Je suis mal où je suis, et je veux être bien; Voilà tout: je n'ai point l'espoir d'être célebre, Ni l'ardeur d'obtenir quelque éloge funebre,
Et j'ignore pourquoi l'on vante en certains lieux Un procédé tout simple à qui veut être mieux : D'ailleurs que suis-je au monde ? une foible partie Peut bien sans nuire au tout en être désunie: A la société je ne fais aucun tort,
Tout ira comme avant ma naissance et ma mort; Peu de gens, selon moi, sont d'assez d'importance Pour que cet univers remarque leur absence.
Continuez, cruel! calme dans vos fureurs, Faites-vous des raisons de vos propres erreurs : Mais l'amitié du moins n'est-elle point capable De vous rendre la vie encore desirable?
Dans l'état où je suis on pese à l'amitié; Je ne puis desirer que d'en être oublié.
Vous m'offensez, Sidnei, quand votre ame incertaine Peut douter de mon zele à partager sa peine.
Mais cette Rosalie, adorée autrefois,
Sur ce jour qui vous luit n'a-t-elle point des droits? Sont-ce là les conseils que l'amour vous inspire? Que ne la cherchez-vous ? sans doute elle respire, Sans doute vous pourrez la revoir quelque jour.
Ah! ne me parlez point d'un malheureux amour;
Je l'ai trop outragé; méprisable, infidele, Quand je la reverrois, suis-je encor digne d'elle? Et les derniers soupirs d'un cœur anéanti
Sont-ils faits pour l'amour qu'autrefois j'ai senti? Témoin de mes erreurs, vous n'avez pu comprendre Comment j'abandonnai l'amante la plus tendre; Le savois-je moi-même ? égaré, vicieux,
Je ne méritois pas ce bonheur vertueux,
Ce cœur fait pour l'honneur comme pour la tendresse, Que j'aurois respecté jusque dans sa foiblesse : Lui promettant ma main, j'avois fixé son cœur; Je la trompois: enfin, lassé de sa rigueur, Lassé de sa vertu, j'abandonnai ses charmes, J'affligeai l'amour même : indigne de ses larmes, Je promenai par-tout mes aveugles desirs : J'aimai sans estimer; triste au sein des plaisirs, Errant loin de nos bords, j'oubliai Rosalie : Elle avoit disparu pleurant ma perfidie. Hélas! peut-être, ami, j'aurois causé sa mort. Depuis que je suis las du monde et de mon sort, Au moment de finir ma vie et mon supplice, J'ai voulu réparer ma honteuse injustice :
Pour lui donner mes biens, comme vous savez tout, Je l'ai cherchée à Londre, aux environs, par-tout; Mais depuis plus d'un mois les recherches sont vaines.
Du soin de la trouver fiez-vous à mes peines.

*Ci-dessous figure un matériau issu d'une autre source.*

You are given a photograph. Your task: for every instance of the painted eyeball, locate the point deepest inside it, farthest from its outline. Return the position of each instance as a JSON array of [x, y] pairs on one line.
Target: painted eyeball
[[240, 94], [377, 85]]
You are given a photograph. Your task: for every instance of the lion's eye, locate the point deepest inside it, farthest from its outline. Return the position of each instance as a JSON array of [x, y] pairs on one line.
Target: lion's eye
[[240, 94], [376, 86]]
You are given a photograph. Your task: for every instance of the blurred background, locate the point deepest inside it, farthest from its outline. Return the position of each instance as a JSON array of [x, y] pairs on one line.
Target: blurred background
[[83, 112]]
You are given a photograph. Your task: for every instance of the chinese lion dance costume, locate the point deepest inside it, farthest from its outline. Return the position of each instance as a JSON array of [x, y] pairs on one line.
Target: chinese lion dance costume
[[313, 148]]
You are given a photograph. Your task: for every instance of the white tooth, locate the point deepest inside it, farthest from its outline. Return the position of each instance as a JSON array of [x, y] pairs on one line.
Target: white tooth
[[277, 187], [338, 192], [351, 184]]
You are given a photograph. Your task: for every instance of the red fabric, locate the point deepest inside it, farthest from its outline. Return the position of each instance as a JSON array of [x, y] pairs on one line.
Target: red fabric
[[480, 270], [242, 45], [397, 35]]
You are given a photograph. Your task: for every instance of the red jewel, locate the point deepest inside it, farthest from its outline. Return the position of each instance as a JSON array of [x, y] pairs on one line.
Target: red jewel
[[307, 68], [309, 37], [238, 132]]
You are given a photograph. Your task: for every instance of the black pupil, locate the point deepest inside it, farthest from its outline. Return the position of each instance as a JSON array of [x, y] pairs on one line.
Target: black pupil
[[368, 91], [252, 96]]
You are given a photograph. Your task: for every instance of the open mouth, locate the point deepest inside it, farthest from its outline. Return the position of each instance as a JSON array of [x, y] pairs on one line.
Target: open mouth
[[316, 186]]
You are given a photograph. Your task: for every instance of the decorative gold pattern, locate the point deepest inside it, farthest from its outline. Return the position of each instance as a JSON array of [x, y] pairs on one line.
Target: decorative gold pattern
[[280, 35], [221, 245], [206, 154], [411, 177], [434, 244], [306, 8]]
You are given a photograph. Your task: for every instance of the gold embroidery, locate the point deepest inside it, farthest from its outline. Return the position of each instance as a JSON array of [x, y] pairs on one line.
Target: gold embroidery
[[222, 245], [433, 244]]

Non, quand je le pourrois je ne la verrois plus ; Mes sentiments troublés, tous mes sens confondus,
Tout me sépare d'elle, et mon ame éclipsée,
De ma fin seule, ami, conserve la pensée :
Je ne voulois savoir sa retraite et son sort
Que pour la rendre heureuse au moins après ma mort; Et ne prétendois pas à reporter près d'elle Un cœur déja frappé de l'atteinte mortelle.
Elle oubliera vos torts en voyant vos regrets; L'amour pardonne tout: laissez d'affreux projets, Différez-les du moins, rassurez ma tendresse. Votre ame fut toujours faite pour la sagesse; Vous entendrez sa voix, vous vaincrez vos dégoûts : Je ne veux que du temps; me le promettez-vous ? Mon cher Sidnei, parlez.
Laissez un malheureux qui vous craint et vous aime.
J'ai besoin d'être seul... Je vous promets, ami,
De revenir dans peu vous retrouver ici.